The incarnation – when “the Word became flesh and dwelt among” men (John 1:14) – temporarily removed this need for anthropomorphisms. The apostle John opened his first epistle with his testimony to the physical manifestation of the Word (1 John 1:1-2). Our faith is based on these eyewitnesses of the resurrected Jesus. We tend to rely less on the physical characteristics of “God in the flesh” and more on the fact that He “was in all points tempted as we are, yet without sin” (Hebrews 4:15). Therefore, I know that God Himself can sympathize with my weaknesses (which are too numerous to mention)!
But there is one anthropomorphism which we need to retain and emulate – and that is the heart of God. Remember the words of Samuel in 1 Samuel 13:14 – as he informed Saul that his kingdom was going to end? “The Lord has sought for Himself a man after His own heart.” As John Willis suggests in his commentary, the context suggests that David, unlike Saul, “would submit his will to God’s will and not take matters into his own hand.” The Lord still seeks such today which begs the question, “Are we people after God’s own heart?”

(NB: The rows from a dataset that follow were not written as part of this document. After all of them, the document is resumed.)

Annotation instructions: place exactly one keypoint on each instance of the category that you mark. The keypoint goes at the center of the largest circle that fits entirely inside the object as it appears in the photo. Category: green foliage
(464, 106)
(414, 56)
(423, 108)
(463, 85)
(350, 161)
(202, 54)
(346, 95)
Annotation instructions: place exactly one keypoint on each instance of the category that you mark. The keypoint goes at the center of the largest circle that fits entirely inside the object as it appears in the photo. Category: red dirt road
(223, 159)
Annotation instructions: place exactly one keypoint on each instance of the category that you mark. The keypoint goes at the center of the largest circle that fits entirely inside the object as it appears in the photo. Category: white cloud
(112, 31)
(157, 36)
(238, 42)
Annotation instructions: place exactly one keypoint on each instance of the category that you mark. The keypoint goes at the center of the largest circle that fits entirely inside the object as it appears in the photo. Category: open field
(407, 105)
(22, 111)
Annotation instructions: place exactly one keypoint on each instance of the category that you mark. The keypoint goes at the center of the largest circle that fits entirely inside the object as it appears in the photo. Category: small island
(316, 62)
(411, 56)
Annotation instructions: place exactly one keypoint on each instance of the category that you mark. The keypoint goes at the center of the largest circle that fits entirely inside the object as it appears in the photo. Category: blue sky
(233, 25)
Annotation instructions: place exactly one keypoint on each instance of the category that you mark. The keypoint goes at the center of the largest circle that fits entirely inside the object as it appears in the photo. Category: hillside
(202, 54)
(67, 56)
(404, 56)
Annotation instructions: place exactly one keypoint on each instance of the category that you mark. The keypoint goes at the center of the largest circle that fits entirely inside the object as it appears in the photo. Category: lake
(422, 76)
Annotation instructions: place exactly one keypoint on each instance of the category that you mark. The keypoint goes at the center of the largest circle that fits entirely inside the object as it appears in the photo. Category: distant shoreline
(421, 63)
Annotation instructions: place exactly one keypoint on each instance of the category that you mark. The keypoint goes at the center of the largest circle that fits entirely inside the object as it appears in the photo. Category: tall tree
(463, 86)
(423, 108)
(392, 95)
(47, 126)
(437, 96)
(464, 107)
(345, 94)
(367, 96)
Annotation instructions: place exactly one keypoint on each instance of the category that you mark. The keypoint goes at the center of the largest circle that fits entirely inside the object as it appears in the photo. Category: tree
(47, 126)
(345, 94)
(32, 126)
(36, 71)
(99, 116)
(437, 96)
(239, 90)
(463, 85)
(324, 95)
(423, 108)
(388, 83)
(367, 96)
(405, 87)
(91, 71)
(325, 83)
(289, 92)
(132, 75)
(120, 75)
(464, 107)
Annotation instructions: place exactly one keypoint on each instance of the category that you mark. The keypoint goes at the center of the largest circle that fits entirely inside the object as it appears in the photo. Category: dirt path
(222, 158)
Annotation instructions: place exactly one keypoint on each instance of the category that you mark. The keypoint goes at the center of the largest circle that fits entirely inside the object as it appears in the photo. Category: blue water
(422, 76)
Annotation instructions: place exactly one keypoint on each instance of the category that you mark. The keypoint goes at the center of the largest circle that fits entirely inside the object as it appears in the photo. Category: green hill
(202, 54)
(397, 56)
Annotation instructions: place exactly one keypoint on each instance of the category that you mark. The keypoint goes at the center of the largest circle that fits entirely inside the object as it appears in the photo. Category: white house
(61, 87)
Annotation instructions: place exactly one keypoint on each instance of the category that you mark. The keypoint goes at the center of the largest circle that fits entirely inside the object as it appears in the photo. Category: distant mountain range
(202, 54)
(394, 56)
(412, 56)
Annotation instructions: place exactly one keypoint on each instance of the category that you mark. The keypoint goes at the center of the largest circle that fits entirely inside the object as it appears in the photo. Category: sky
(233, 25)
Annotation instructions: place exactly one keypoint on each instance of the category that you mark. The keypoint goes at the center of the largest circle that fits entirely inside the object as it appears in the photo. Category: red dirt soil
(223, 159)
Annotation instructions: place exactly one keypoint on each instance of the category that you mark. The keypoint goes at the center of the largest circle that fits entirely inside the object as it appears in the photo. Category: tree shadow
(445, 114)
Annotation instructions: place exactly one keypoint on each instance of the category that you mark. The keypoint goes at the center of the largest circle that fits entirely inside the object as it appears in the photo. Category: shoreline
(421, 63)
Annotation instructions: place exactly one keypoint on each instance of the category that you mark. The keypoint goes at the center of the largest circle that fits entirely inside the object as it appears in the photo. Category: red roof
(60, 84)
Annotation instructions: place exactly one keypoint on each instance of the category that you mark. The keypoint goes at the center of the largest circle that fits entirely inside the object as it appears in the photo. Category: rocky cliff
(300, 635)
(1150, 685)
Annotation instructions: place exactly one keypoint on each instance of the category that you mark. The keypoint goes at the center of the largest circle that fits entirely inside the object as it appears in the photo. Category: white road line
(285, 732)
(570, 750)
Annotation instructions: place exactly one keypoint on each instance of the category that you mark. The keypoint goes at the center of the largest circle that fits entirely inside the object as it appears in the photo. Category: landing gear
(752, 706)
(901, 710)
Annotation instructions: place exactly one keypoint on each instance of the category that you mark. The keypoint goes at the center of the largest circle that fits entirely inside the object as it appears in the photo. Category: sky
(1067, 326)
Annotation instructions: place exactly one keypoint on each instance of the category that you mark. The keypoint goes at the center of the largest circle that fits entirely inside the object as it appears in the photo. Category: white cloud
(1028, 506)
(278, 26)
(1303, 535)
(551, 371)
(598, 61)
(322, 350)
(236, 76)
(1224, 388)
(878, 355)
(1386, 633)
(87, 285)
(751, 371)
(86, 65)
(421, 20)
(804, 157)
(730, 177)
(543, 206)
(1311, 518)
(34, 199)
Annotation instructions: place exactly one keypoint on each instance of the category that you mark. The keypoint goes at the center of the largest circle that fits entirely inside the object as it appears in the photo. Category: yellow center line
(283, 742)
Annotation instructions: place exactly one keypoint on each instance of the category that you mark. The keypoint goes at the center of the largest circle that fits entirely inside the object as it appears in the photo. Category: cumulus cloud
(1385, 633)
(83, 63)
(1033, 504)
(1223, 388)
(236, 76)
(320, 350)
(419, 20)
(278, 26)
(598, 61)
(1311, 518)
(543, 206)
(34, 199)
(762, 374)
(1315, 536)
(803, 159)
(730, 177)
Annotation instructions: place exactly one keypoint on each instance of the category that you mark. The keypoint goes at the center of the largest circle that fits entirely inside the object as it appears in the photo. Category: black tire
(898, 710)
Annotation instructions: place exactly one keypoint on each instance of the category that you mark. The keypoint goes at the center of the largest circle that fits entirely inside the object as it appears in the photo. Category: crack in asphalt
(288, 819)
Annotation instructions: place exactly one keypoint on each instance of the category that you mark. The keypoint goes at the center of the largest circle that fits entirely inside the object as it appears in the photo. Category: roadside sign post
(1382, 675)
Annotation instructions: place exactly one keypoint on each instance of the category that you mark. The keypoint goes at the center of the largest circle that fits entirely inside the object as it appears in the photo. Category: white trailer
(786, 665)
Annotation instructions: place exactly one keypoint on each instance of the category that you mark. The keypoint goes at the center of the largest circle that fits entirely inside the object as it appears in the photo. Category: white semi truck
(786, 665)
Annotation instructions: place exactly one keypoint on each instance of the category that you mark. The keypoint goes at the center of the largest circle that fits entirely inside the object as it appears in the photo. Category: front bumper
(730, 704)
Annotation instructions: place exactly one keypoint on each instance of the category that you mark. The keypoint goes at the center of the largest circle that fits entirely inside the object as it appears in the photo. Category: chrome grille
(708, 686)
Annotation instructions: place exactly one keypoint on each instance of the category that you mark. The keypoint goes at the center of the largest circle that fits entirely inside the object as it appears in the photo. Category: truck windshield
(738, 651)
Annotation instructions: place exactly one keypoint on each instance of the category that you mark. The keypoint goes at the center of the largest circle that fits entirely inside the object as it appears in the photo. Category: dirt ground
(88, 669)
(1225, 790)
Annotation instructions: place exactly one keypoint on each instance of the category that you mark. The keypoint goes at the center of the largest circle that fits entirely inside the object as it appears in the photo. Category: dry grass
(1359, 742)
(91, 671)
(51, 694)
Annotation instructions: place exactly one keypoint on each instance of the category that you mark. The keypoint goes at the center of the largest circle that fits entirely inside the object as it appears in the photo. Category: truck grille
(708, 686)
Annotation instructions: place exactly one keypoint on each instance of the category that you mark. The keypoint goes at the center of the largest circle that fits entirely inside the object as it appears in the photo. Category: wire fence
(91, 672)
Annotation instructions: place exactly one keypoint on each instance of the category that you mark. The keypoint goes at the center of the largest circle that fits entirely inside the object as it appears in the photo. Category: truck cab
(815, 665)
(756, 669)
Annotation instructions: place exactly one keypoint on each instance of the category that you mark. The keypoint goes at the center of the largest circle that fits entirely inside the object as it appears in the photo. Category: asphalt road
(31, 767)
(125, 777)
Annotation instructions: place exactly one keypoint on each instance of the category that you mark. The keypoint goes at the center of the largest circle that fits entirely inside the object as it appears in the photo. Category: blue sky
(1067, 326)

In addition to being submissive to God’s will, do we love like God – seeking what is best for others without expecting anything in return (1 John 4:7-11)? Are we merciful (Matthew 5:7)? Are we compassionate like Jesus (Matthew 9:36)? Are we forgiving (Matthew 6:14-15)? To have a heart like God’s requires constant effort. David failed in so many ways and we will too. However, we can change as the prayer in this song suggests:
My eyes are dry, My faith is old,
My heart is hard, My pray’rs are cold.
And I know how I ought to be,
Alive to You and dead to me.
What can be done to an old heart like mine?
Soften it up with oil and wine.
The oil is You, Your spirit of love.
Please wash me anew in the wine of your blood.